I used to train 4-7 times a week, heavy olympic and powerlifting, MMA, and lots of track intervals and speed and agility drills (I worked out with the college teams I trained). Now Im lucky to get 3-4 workouts a week in, at seriously lower intensities, volume, and duration. And it seems what little info there is on adrenal fatigue, that when you are tired or sore, to not push it…but hell thats a flip of the coin every morning I get up.
Somedays I feel okay, other days I feel like I played a football game the day before and on the way home got jumped and beat with a baseball bat. Things are improving, but its so damn slow…I guess Im just eating my humble pie in learning patience. I used to hover in the 10% bodyfat range, now am easily 20% with all of it being in my belly and love handles-a problem Ive NEVER had in my life.
I talked to the doc about cutting calories to drop weight, he said heck no not with adrenal fatigue and low natural hormones for a period of years, that my body would hold onto the fat more if I tried cutting calories right now. He said to let the HRT do its thing, and dont be surprised if I put on weight before I lose weight…but Im already way over where Id want to be, but thankfully after initially gaining weight on HRT, it seems in the past 6 weeks to have reversed itself and I dropped about 15 pounds. Still though my belly makes me want to puke.

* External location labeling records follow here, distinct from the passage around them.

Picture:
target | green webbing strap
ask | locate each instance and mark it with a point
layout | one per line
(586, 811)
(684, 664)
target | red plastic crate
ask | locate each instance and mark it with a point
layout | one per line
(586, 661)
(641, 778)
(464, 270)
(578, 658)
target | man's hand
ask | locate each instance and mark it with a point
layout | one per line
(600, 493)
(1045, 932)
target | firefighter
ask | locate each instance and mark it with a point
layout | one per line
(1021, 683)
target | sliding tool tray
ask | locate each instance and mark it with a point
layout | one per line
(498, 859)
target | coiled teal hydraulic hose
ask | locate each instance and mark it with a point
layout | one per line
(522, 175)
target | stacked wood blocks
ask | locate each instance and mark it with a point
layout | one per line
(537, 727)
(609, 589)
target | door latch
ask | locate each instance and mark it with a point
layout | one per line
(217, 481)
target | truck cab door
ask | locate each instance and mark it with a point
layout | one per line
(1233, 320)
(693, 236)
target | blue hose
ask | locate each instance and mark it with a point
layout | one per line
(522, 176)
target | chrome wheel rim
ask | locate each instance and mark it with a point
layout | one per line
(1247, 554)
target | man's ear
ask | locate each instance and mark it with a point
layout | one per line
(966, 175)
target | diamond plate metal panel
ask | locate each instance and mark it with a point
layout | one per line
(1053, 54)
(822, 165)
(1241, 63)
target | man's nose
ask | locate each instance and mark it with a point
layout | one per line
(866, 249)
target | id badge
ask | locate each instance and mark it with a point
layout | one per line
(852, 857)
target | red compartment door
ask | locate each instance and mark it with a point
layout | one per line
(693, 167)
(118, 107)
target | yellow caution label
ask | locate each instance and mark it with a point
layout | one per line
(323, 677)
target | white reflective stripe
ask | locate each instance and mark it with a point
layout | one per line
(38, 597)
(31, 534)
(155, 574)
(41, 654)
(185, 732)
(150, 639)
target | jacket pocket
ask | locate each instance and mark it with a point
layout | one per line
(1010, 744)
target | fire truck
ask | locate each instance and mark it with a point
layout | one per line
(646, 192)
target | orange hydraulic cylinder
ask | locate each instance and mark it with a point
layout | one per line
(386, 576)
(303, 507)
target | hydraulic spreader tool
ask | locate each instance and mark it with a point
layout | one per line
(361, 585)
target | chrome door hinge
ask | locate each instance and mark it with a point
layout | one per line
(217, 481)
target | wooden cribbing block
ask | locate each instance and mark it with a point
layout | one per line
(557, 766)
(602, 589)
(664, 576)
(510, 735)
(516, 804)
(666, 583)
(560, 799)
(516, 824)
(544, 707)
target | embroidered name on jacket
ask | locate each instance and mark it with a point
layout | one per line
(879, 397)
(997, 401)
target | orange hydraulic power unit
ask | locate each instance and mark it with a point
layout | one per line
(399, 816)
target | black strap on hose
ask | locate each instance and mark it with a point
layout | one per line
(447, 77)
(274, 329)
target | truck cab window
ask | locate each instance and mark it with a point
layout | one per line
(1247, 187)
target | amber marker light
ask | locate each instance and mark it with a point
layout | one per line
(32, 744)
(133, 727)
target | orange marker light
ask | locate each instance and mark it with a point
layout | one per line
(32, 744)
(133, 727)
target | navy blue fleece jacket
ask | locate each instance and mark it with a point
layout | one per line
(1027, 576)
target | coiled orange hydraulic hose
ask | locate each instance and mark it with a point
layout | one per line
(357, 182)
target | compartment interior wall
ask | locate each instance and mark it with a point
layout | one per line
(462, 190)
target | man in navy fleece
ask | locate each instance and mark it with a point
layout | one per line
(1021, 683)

Also at one point I think my cortisol was sky high, a time when my bicep happened to snap off without any effort causing yet another surgery…but now the last 3 months the blood tests and saliva tests, all show low cortisol…so I dont know if thats part of the reason my body and joints can ache like hell something fierce at times…although its getting better slowly.
Well I could write a book about my situation, but Im still in the middle of it and would like to start writing the chapters about overcoming it. As far as training if one were healthy, I know how to do that…right now though, even with the best thought out plan, there are days my mind and body just do not want to cooperate and they are totally random.
Whether its aches and pains, or cramping, or the recurring upper resp infections that can get pretty nasty, if I try to do the traditional planning out the next couple of months, week by week and day by day broken down into detail, its likely I wont be able to stick to a plan. So for now is it best to just go day by day training off of instinct? Id so love to be back into MMA 3-4 times a week, and lifting 4 days a week emphasizing olympic lifts and variations…but if its going to hold me back in the long term getting better overall, I do not want to try to push it.
I guess although Im so thankful for HRT, I thought that it might make me bounce back in no time haha…wishful thinking…I just wanted to wake up with abs again, guns and wheels ready to rock.
One thing Ive never really done in my life is bodybuilding, as Ive always been a competitive athlete or in occupations that being athletic could mean keeping your ass alive. Im wondering, if doing more isolation work would be less taxing on the overall system, and help me at least get some hypertrophy going and maybe help with at least looking better which would make me feel better.